Pour agacé qu’il soit par ces hiéroglyphes modernes, novlangue pleine d’expressions, l’écrivain est contraint de les employer s’il veut peindre l’époque. Devenus incontournables, ils continuent d’étendre leur empire : le 29 janvier, le Consortium Unicode a annoncé le lancement prochain de 62 nouveaux emojis et 55 nouveaux genres et couleurs de peau, afin d’offrir une palette plus large et plus inclusive aux internautes. Celui qui sourit en écrasant une larme énervera à n’en pas douter Beigbeder, mais les doigts repliés à l’italienne, les ninjas, le castor ou le mammouth ont de bonnes chances de plaire. Leur vocabulaire tout en allégorie en forme-t-il pour autant une langue à part entière ? 😮

Le smiley et le clin d’œil

Comme le souligne Pierre Halté, docteur en sciences du langage, « les premiers pictogrammes à accompagner des textes pour expliciter les émotions du locuteur sont nés avec les premiers logiciels de messagerie instantanée, les chats ». C’est-à-dire au début des années 1970, dans une université de l’Illinois. « Dès cette époque, on trouve des icônes représentant des sourires et des expressions de tristesse. » Dix ans après apparaissent les émoticônes constituées de signes de ponctuation. « Pour représenter un sourire, par exemple, on utilise le double point et une parenthèse de fermeture. » Une symbolisation qui s’inscrit dans une longue tradition de détournement de la ponctuation.

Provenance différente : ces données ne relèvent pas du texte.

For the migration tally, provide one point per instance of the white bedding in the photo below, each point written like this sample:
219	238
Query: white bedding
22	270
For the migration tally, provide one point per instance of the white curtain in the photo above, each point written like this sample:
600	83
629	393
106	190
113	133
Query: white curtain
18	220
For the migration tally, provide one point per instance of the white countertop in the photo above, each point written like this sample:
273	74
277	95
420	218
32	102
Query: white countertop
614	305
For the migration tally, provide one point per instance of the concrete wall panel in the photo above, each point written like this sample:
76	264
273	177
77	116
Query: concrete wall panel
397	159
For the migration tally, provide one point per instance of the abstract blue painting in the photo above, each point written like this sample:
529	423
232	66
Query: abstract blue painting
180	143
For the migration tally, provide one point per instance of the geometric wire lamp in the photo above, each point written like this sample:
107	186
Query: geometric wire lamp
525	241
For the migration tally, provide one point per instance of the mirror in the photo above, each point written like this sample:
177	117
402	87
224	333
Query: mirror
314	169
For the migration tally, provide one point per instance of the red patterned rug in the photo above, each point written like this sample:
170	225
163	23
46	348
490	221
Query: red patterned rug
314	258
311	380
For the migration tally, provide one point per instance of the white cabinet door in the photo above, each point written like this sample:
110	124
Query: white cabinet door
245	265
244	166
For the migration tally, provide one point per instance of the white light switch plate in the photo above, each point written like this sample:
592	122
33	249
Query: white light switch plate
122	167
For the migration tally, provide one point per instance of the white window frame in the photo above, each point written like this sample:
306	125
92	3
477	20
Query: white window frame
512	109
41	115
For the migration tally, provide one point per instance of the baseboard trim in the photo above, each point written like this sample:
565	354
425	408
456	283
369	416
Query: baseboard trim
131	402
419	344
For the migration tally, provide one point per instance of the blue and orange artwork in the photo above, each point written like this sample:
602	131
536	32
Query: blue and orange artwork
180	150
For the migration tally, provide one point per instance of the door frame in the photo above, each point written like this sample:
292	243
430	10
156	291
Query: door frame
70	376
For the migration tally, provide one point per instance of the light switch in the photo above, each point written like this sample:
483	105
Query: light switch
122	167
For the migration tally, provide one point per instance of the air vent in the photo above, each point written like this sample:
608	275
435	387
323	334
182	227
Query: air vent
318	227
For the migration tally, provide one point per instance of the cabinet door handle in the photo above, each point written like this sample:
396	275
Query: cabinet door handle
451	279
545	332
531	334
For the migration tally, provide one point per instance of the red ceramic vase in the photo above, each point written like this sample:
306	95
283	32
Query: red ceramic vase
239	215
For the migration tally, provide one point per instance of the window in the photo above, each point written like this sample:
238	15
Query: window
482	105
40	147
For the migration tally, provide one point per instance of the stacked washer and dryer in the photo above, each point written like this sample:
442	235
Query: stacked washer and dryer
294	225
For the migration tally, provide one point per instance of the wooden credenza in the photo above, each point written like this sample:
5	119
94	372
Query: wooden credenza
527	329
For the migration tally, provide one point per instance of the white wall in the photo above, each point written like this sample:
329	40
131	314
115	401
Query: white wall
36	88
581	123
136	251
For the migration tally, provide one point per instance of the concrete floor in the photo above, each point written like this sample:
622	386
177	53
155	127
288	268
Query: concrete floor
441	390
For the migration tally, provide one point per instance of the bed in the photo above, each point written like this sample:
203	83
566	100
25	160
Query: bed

En 1881, des journalistes du magazine américain satirique Puck s’en servent dans un article pour essayer de rendre toutes les émotions faciales. En 1912, l’écrivain Ambrose Bierce imagine « une amélioration de la ponctuation – le point moqueur, ou marque du rire : il s’écrit ainsi ‿ et présente une bouche souriante. Il doit être ajouté, avec le point final, à toute phrase farceuse ou ironique. »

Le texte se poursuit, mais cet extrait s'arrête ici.